The dragonforce ransomware operation successfully dissolved a managed service provider and used its simplehelp remote monitoring and management (RMM) platform to steal data and deploy encrypters on the system of Downstream customers.
Sofos were brought to investigate the attack and believed that the danger actors explained a series of old simplicate weaknesses traveled as CVE -2024-57727, CVE -2024-577728, and CVE -2024–57726 to break the system.
Simplehelp is a commercial remote support and access tool that is commonly used by MSPS to manage the system and deploy software on customer network.

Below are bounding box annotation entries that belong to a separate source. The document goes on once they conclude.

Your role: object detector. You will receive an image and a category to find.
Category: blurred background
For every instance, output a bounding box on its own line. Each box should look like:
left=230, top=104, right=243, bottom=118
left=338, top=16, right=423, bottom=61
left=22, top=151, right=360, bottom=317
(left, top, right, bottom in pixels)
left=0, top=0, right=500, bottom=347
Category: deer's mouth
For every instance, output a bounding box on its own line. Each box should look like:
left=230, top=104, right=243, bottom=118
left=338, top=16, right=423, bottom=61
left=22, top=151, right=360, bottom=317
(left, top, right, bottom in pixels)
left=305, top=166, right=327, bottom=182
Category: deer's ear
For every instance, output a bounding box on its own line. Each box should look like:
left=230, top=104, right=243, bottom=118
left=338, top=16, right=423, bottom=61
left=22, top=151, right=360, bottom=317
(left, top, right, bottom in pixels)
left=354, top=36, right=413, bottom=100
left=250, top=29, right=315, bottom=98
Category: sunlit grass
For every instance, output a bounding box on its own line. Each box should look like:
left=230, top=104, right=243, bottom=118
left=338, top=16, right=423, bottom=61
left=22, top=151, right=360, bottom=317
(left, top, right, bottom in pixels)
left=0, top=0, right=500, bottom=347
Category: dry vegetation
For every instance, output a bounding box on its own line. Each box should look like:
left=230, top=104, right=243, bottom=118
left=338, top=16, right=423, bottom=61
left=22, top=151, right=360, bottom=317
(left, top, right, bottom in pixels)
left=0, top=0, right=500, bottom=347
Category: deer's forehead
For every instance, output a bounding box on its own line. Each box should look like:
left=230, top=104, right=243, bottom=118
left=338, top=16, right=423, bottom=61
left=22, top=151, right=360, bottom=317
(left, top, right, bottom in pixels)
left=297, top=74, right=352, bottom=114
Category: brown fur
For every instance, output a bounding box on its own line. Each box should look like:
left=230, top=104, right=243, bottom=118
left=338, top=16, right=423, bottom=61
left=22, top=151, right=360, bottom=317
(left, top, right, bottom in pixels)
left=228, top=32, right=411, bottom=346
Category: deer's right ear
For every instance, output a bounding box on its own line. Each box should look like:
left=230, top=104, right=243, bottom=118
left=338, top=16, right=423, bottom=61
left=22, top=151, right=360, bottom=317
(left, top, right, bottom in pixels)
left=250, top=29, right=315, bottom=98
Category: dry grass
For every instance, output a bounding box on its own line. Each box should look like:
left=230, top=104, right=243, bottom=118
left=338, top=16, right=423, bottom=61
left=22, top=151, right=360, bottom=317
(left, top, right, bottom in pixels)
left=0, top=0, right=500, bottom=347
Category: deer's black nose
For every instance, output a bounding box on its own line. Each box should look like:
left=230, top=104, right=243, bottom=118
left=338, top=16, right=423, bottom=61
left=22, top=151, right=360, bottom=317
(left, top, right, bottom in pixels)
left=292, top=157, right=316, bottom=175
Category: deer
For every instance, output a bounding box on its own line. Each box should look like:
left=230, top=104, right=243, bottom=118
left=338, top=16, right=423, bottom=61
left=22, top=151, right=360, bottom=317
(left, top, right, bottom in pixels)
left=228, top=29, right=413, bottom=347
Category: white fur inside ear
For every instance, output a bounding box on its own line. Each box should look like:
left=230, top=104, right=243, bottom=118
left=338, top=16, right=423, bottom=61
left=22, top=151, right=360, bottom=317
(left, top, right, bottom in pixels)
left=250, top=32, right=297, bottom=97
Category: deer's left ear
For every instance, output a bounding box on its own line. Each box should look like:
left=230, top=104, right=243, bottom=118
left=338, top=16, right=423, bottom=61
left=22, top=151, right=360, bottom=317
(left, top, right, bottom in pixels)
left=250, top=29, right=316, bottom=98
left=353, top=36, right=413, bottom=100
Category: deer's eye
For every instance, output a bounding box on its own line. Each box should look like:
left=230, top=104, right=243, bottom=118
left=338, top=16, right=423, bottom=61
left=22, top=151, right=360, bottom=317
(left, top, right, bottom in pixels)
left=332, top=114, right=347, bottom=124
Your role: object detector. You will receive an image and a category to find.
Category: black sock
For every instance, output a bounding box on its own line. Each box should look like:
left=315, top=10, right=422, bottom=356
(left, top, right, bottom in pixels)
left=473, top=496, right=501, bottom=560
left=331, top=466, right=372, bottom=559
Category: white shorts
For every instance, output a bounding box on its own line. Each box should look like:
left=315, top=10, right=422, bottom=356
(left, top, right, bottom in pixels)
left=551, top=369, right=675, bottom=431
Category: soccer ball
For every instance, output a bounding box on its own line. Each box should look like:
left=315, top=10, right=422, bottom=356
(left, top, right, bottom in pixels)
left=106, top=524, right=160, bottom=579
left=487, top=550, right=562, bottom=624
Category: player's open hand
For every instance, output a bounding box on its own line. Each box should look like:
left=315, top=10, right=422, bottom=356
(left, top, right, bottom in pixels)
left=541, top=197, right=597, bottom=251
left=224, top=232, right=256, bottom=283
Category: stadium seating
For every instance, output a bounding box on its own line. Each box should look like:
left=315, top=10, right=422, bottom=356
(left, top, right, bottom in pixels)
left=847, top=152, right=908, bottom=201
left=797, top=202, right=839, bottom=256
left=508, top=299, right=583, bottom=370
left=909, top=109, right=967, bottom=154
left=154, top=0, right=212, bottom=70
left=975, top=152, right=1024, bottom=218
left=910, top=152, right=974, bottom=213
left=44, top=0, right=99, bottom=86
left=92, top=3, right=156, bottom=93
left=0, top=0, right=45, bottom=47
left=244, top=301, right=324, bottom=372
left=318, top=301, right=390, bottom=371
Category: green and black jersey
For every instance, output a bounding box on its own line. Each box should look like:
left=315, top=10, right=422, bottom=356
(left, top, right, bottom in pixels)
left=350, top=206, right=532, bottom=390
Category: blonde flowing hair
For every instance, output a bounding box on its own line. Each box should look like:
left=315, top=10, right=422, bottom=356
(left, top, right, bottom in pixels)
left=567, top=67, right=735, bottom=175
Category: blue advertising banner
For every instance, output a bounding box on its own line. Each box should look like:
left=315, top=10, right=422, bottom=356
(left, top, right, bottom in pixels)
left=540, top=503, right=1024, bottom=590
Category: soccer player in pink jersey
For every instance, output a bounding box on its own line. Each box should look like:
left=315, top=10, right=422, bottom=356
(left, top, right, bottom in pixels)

Report by sofos It is said that the danger actors first used Simplehail to reconcile on customer systems, such as collecting information about MSP customers, including device names and configurations, user and network connections.
The danger actors then attempted to steal data and deploy decripators on the customer network, which were blocked on one of the networks using Sophos andPoint Protection. However, other customers were not so lucky, the devices encrypted and stolen data for double-exertion attacks.
Sofos is Shared IOCS To help organizations related to this attack improve their network better.
MSPS have long been a valuable target for ransomware gangs, as the same violation can lead to attacks on many companies. Some ransomware colleagues have specifically specialized in the devices used by MSP, such as simplehlp, connectwaiz screens and kasia.
This has led to a devastating attacks, including Revil’s massive ransomware attacks on Kaseya, affecting more than 1,000 companies.
Dragonforce UK gets notorious benefits after retail attack
The Dragonforce Rainmware Gang has recently increased the infamous after being linked to a wave of high-profile retail breech, including the danger actors using scattered spider strategies.
As the first reported by Blapping Computer, the group’s ransomware was deployed in attacks on the United Kingdom Retaler Marx and Spencer. Soon after, actors with the same danger violated another UK retailer, co-op, who confirmed that a significant amount of customer data was stolen.
Bleepingcomputer earlier stated that the dragonforce is trying to create a “cartel” by offering a white-labeled ranges-a-e-survis (RAAS) model, allowing colleagues to deploy the rebranded versions of their encrypter.
With its rapidly affiliated-friendly approach and increasing list of victims, the Dragonforce is quickly becoming a major player in the ransomware landscape.
Based on the analysis of 14M malicious tasks, search for the top 10 MITERAT & CK techniques behind the 93% attacks and how to defend them against them.